Statt des ersten Sechs-Punkte-Wochenendes gab es am Sonntagabend lange Gesichter in Weißwasser. Zwei Tage nach dem umjubelten 6:4-Derbysieg bei den Eislöwen Dresden musste die Mannschaft von Trainer Corey Neilson einen Rückschlag hinnehmen. Die Lausitzer Füchse verloren das Heimspiel gegen den zuletzt stark gebeutelten EC Bad Nauheim trotz vieler Chancen mit 1:2.

Die Gäste aus Bad Nauheim waren nach einem guten Saisonstart zuletzt regelrecht abgestürzt. In den vergangenen drei Partien gab es drei deftige Niederlagen mit 3:18-Toren. Am Freitag verlor das Team von Trainer Christof Kreutzer zu Hause gegen Heilbronn mit 1:7. Zudem verletzte sich Topscorer Cody Sylvester. Er fällt mindestens sechs bis acht Wochen aus.

Trotzdem konnten die Lausitzer Füchse vor 2803 Zuschauern den Schwung des Derby-Sieges in Dresden zunächst nicht so richtig aufs Eis bringen. Die beste Chance zur Führung im 1. Drittel hatte Marc Hammond bei einem Penalty (7. Minute). Hammond, der zuvor in die Bande gekracht war, scheiterte an Gäste-Keeper Felix Bick. Der Weißwasseraner Topscorer musste danach behandelt werden, konnte aber weiterspielen.

Bezeichnend: Auf der anderen Seite war Torhüter Mac Carruth zunächst bester Weißwasseraner. In der 30. Minute musste er sich allerdings geschlagen geben.
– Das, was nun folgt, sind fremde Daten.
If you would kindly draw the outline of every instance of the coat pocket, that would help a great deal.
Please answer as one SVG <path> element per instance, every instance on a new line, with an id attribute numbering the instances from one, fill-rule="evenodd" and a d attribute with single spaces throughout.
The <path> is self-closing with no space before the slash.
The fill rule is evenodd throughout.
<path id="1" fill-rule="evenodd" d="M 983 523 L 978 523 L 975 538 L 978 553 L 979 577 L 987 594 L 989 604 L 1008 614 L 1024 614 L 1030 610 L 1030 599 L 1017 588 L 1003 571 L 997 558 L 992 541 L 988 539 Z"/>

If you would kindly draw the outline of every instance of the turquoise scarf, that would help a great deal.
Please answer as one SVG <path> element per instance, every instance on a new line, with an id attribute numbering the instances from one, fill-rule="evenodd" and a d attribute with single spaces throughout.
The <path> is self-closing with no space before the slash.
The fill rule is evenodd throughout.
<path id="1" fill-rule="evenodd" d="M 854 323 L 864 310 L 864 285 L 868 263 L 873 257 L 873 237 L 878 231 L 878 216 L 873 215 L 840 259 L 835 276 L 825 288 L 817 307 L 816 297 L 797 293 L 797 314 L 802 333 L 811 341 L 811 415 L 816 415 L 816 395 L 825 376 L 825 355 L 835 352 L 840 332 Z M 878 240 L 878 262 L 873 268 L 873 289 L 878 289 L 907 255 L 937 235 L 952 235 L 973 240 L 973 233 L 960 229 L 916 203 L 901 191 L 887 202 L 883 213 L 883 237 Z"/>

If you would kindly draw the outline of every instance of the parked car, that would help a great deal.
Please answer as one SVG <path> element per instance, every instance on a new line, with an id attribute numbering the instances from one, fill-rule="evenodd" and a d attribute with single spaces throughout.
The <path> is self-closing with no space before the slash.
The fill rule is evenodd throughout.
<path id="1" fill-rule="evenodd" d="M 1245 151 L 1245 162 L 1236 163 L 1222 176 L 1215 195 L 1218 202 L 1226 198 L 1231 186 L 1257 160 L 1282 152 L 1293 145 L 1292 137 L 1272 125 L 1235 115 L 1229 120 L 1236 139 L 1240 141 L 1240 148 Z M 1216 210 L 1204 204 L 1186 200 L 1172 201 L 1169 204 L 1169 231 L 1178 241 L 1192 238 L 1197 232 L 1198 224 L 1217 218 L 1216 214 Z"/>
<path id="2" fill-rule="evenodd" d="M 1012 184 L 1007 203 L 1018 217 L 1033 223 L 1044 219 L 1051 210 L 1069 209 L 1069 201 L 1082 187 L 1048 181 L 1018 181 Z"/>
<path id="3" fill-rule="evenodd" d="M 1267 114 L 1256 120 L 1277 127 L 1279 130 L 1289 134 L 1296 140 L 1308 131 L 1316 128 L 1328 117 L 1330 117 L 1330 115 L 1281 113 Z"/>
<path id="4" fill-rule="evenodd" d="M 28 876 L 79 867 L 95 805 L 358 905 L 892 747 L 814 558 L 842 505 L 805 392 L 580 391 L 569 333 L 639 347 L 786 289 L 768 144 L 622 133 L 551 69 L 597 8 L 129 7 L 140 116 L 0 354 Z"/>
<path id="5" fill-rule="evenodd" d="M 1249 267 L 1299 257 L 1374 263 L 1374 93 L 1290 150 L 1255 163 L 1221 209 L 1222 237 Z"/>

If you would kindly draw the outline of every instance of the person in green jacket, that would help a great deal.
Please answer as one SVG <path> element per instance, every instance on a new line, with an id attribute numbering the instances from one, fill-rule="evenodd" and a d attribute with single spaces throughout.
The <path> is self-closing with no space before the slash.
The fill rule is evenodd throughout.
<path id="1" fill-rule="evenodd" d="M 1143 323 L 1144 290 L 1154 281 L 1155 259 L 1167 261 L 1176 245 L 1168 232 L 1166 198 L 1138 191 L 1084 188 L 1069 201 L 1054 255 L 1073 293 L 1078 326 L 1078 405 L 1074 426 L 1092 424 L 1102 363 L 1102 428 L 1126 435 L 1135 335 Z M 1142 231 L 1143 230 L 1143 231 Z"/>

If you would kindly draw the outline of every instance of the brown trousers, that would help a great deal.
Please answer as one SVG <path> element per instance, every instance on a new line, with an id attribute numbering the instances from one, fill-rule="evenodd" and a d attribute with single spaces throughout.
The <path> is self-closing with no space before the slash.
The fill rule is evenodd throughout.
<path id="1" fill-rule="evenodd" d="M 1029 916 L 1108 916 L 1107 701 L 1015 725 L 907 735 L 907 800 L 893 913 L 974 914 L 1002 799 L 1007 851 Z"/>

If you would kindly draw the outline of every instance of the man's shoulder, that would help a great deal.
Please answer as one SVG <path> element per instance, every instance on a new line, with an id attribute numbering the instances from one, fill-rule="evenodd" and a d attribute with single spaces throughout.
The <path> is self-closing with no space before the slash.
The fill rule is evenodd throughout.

Andrej Bires traf zum 1:0 für Bad Nauheim. Die Füchse fanden dagegen weiterhin keine Lücke in der Abwehr der Kurstädter. Speziell am Ende des 2. Drittels vergaben sie reihenweise gute Torchancen.

In der 45. Minute durfte dann aber doch gejubelt werden. Topscorer Mike Hammond stand am langen Pfosten genau richtig und staubte zum 1:1-Ausgleich ab. Der Bad Nauheimer Marc El-Sayed machte die Sieg-Hoffnungen der Füchse aber zunichte (2:1/52.). Weißwasser machte zwar in der Schlussphase viel Druck, schoss aber keinen Treffer mehr.

Es war trotz der verpassten Sechs-Punkte-Premiere ein emotionales Wochenende für die Lausitzer Füchse. Am Freitag nach dem Erfolg im Sachsenderby bei den Eislöwen Dresden schwärmten Trainer und Mannschaft von der lautstarken Unterstützung der knapp 500 mitgereisten Anhänger. „Es war eine großartige Atmosphäre. Die Fans haben ihre Teams lautstark unterstützt. Das war eine gute Unterhaltung“, erklärte Trainer Corey Neilson.

Und Torhüter Mac Carruth, der zum ersten Mal bei einem solchen Sachsenderby dabei war, staunte über die „elektrisierende“ Stimmung auf dem Eis: „Die Fans waren unglaublich.“ In der vergangenen Saison hatten die Füchse alle vier Derbys gegen Dresden gewonnen.

Am Sonntag vor dem Heimspiel gegen Bad Nauheim sorgten die Füchse-Fans dann erneut für Gänsehaut-Momente. Mit einer 26 mal vier Meter großen Choreografie warben sie um finanzielle Unterstützung für das geplante Großprojekt beim Hockey-Open-Air am 4. Januar 2020 im Dresdner Dynamo-Stadion. Genau wie 2016 soll dann erneut ein Riesenbanner den gesamten blau-gelben Fanblock schmücken.

Christof Kreutzer (Bad Nauheim): „Ich bin mächtig stolz auf meine Mannschaft. Wir hatten in den vergangenen drei Spielen ja eine regelrechte Gegentor-Grippe. Nun haben die Medikamente angeschlagen. Wir haben den Sieg, verdient, weil wir um jeden Millimeter gekämpft haben. Wir haben uns die drei Punkte erarbeitet.“

Corey Neilson (Lausitzer Füchse): „Das war eine unglückliche Niederlage. Denn wir waren das bessere Team. Bad Nauheim hat verzweifelt gespielt und viele Schüsse geblockt. Aber wenn wir so weiterspielen, werden wir auch wieder Spiele gewinnen.“

Lausitzer Füchse – EC Bad Nauheim 1:2 (0:0, 0:1, 1:1)

Tore: 0:1 Bires (30.), 1:1 Hammond (45.), 1:2 El-Sayed (52.); Schiedsrichter: Apel/Lenhart; Zuschauer: 2803; Strafminuten: 10 / 14.

Das nächste Spiel: ESV Kaufbeuren - Lausitzer Füchse am Freitag um 19.30 Uhr.